Throughout the past year, major multinational companies have been some of the biggest investors in cleaner and greener technology, and this has resulted in a series of consumer products that are friendlier to the environment, from smart meters to computer monitors and televisions.
The latest large investment came from Korean electronics company Samsung, which announced on August 10 an €11 million ($15 million) deal with Nanosys whose nano-particle technology will be used to help improve efficiency and lower the cost of thin-film solar cells. Other heavy investors in green technology include Chevron, which is investigating the possibility of making fuel from algae, electronic manufacturers General Electric (GE) and Japanese corporation Fujitsu.
Such investments have already resulted in the development of products such as the Nucleus, a smart meter unveiled by GE in July. The Nucleus gathers and stores data, informing consumers about their real-time household electricity consumption through the use of PC and smartphone applications. The device is scheduled to be released first in America early in 2011 and is expected to retail for around $149-$199 (€115-155).
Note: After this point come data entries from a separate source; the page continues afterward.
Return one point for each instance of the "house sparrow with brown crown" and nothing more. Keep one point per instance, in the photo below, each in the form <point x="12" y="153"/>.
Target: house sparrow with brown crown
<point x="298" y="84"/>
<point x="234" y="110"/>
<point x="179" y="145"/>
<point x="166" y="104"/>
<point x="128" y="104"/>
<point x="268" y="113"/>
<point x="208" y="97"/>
Fujitsu released their L and SL line of LED computer monitors which the company claims reduces energy consumption by 46 percent. The use of LED technology also removes harmful mercury substances from the manufacturing process and the lighter weight of the monitors allows for a 25 percent reduction in raw materials. The SL22W-1 56cm (22") monitors retail for around €200.
Samsung already sells a series of LED TVs; known as series 7, the TV has been awarded the eco label status by the European Union. Samsung claims televisions within the series, such as the UE40B7000, use 44 percent less energy per year than other TVs, require 17 percent less materials, and, due to the use of LED technology, no mercury is used in their manufacture. Samsung series 7 LED TVs such as the 55" UN55C700 retail for around €2000.